関係者全員が集まったところで、弁護士を待って夜を明かすことになった面々。夕食は婆やが用意したものを食堂で摂っていたのだが、雪子だけは二階の自室で食事をしようとしていた。ふと見ると屋敷に住み着いているらしい黒猫がお腹をすかせている。雪子がスープを少し手に取り、黒猫に舐めさせると、黒猫がバタリと倒れてしまう。スープに毒が入っていたのだ。雪子が「誰かが私を殺そうとしたのよ!」と大声を上げると食堂にいた面々が集まってくる。面々はすでにスープを飲んでいるがなんともない。黒猫はショックで倒れただけだろうとその場はうやむやになるが……
なお、このときの食事メニューはスープ、バターロールなど。シーン順序的に夕食だと思ったのだが、なんだか朝食みたいなメニューだ。もしかして朝食だったのだろうか。

┃ ブランデー

弁護士の到着が遅れるまま、二晩目を迎えた一同。医師が恩田の棺の中で死んでいたことや立て続けに起こる怪異に、みな神経が立っている。中原早苗がお酒でも、とバーカウンターからブランデーを出してグラスに注ぎ、川津祐介三島雅夫と乾杯するも、中原早苗のグラスに上から何かが滴り落ちてくる。見上げると天井の照明に猫の死骸が乗っており、そこから血が滴ってグラスに落ちていたのだ。絶叫する中原早苗

┃ 薬と水筒

西村晃を“殺して”いたのは実は中原&川津だけではなかった。三島雅夫とその秘書、医師もまた西村晃を“殺して”いたのだ。
西村晃が事故死した日、この別荘へ向かう車の中で、秘書は西村にを飲むよう促し、薬ビンと水筒の水を渡す。
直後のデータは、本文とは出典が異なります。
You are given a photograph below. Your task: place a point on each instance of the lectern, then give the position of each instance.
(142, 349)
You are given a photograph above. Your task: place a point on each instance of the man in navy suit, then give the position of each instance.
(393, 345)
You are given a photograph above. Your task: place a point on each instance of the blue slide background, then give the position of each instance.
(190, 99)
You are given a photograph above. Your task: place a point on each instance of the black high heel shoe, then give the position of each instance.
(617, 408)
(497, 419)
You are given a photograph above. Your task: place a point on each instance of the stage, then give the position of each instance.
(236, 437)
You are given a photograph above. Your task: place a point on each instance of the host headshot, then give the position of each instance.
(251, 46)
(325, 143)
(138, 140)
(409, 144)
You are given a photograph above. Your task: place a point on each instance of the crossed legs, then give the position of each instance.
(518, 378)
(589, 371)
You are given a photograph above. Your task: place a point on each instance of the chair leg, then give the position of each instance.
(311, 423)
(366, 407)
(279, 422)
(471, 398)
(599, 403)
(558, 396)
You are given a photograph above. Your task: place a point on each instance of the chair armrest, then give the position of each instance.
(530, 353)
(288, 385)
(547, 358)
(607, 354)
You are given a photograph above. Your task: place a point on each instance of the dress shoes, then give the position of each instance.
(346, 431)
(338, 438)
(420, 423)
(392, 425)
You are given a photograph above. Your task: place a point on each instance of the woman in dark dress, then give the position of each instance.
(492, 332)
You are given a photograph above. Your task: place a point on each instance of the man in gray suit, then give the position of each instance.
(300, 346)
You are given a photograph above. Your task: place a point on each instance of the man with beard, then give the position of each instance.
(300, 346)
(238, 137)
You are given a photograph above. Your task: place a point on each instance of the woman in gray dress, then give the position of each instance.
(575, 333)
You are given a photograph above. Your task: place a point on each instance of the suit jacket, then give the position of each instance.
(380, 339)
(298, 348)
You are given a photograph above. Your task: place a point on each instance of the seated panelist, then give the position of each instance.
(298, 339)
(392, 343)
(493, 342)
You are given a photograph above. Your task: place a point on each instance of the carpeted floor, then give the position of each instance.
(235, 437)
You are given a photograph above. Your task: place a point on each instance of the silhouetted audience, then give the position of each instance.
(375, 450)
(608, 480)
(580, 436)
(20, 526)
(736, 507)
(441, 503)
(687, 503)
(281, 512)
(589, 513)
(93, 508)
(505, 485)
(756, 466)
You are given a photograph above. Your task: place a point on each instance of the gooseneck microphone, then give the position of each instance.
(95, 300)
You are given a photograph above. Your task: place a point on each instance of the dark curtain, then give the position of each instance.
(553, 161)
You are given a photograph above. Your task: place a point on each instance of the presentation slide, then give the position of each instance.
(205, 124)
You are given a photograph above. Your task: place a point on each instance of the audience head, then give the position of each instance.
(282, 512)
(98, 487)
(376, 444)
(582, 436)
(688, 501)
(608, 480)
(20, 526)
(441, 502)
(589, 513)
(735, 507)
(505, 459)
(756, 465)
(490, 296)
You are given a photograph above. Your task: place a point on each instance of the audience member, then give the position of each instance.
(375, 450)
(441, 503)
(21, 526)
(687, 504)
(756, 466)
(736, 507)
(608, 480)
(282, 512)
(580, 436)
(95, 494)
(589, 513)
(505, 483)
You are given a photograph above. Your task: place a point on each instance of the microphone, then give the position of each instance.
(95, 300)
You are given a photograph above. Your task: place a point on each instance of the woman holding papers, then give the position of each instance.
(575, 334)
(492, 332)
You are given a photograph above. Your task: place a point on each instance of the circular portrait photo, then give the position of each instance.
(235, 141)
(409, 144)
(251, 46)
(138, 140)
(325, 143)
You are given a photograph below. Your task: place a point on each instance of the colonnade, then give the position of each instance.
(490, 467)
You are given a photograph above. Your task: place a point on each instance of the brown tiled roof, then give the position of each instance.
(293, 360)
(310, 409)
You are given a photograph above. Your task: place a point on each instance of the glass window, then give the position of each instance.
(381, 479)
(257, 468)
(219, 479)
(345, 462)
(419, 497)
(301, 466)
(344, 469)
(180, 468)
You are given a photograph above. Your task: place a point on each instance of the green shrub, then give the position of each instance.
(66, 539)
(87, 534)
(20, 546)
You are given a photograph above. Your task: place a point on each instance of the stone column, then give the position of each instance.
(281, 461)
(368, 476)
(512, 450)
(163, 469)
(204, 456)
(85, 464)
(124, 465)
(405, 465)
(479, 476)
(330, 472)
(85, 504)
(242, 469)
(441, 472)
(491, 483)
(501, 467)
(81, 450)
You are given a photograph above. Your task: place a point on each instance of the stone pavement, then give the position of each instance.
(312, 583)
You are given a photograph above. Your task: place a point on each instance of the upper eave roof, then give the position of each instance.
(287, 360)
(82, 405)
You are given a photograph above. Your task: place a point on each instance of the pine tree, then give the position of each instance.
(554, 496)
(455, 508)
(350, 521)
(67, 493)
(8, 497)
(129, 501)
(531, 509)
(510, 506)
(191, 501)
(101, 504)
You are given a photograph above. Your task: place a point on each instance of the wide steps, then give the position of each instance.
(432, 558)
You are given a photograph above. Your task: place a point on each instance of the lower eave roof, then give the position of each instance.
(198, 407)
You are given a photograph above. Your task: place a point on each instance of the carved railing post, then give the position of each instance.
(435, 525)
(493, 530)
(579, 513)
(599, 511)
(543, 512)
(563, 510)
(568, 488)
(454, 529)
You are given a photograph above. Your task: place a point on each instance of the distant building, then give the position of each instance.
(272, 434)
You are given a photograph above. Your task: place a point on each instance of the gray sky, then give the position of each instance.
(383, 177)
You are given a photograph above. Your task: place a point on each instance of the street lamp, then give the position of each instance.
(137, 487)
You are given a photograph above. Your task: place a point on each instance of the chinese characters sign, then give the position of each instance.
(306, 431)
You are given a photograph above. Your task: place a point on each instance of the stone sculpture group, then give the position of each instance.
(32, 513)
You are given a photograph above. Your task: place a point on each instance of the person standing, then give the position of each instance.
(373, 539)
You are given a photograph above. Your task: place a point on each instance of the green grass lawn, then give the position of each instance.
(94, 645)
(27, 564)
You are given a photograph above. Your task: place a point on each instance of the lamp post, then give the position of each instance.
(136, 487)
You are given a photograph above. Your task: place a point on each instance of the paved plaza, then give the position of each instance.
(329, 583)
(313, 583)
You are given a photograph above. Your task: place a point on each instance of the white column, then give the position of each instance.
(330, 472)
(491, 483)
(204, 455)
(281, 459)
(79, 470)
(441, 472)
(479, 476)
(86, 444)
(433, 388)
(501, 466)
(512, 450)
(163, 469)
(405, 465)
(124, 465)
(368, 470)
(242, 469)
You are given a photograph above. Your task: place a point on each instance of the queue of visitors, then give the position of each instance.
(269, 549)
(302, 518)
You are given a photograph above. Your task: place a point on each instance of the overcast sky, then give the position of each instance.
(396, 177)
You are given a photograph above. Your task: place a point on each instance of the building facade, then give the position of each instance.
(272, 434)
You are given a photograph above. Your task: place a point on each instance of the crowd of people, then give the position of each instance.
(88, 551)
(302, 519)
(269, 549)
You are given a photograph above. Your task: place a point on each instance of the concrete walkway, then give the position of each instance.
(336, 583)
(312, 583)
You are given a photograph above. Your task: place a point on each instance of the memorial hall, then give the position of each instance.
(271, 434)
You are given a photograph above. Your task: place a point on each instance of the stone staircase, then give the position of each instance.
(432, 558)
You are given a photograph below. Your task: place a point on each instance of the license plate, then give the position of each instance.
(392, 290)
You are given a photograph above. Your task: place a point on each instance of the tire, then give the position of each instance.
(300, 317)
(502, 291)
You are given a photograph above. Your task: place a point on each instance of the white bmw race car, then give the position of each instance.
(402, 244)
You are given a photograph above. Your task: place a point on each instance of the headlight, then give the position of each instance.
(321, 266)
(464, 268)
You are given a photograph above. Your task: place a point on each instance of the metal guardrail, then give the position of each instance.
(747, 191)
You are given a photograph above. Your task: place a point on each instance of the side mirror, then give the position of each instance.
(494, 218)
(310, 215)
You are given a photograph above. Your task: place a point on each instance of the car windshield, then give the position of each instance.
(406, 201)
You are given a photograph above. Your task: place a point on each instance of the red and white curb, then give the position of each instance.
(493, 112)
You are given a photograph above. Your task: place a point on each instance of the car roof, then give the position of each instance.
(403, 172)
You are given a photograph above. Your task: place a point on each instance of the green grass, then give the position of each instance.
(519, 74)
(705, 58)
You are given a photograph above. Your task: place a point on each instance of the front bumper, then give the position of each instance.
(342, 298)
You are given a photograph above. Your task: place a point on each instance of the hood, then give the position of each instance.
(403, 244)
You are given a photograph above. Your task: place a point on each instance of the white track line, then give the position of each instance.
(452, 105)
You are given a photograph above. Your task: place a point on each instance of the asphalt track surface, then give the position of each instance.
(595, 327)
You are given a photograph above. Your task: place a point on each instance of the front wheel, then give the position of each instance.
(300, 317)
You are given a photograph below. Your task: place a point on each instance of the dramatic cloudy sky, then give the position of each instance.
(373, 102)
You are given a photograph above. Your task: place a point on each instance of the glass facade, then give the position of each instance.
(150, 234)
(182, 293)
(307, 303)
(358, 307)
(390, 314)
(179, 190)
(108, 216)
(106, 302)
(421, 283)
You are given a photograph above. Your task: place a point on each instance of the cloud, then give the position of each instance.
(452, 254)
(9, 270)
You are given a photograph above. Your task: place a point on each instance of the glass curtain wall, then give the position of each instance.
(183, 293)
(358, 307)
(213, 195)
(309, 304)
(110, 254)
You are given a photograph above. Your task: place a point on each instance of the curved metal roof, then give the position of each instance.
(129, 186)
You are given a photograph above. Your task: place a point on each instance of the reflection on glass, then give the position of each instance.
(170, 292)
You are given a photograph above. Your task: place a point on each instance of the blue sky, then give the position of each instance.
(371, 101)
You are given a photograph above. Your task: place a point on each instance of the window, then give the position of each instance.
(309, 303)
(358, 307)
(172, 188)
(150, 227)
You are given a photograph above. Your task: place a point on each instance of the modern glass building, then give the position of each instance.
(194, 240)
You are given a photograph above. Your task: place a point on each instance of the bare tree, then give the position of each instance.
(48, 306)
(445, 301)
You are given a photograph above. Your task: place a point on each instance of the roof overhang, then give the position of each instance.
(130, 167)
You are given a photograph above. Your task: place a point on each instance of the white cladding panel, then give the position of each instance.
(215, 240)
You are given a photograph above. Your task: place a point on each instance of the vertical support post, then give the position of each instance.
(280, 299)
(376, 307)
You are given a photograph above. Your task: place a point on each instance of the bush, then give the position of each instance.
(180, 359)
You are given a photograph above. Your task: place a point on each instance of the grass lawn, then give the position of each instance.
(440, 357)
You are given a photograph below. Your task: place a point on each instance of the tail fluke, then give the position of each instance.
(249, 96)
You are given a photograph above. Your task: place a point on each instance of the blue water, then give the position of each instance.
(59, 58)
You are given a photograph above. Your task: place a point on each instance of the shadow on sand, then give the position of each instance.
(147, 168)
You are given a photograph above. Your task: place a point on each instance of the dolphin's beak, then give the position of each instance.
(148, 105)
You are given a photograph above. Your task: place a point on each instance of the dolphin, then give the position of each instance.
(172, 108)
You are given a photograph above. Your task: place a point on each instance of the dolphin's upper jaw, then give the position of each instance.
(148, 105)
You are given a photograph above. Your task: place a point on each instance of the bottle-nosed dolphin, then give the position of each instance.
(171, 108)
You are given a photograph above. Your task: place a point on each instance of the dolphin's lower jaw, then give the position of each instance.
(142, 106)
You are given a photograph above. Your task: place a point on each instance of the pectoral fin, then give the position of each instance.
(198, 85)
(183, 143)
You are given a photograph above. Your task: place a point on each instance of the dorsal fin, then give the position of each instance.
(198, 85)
実はこれには医師の調合した睡眠薬が入っていたのだ。そして船で沖へ出たところを見計らって(実は中原&川津がボートを沖に出したのだが)、眠っている西村晃を海へ突き落としたのである。

┃ 牛乳

関係者は車椅子の女・雪子とお父さんに会いに来たという娘・陽子を残して全員死亡。雪子はかつて西村晃が運転していた車にひかれて下半身不随になり、西村の援助を受けて生活してきたという。ところがこの雪子も実は悪女で、怪我はとっくに完治していながら足が悪いふりをして西村を騙し、補償金を搾り取っていたのだ。そして西村の娘である陽子を殺せば遺産は全て自分のものになると踏んだ雪子は陽子を殺そうと、毒入りの牛乳を作る。この牛乳に入れた毒というのが、すなわち、冒頭で雪子の食事のスープに入っていた毒なのである。彼女ははじめから遺産目当てでやって来たのだ。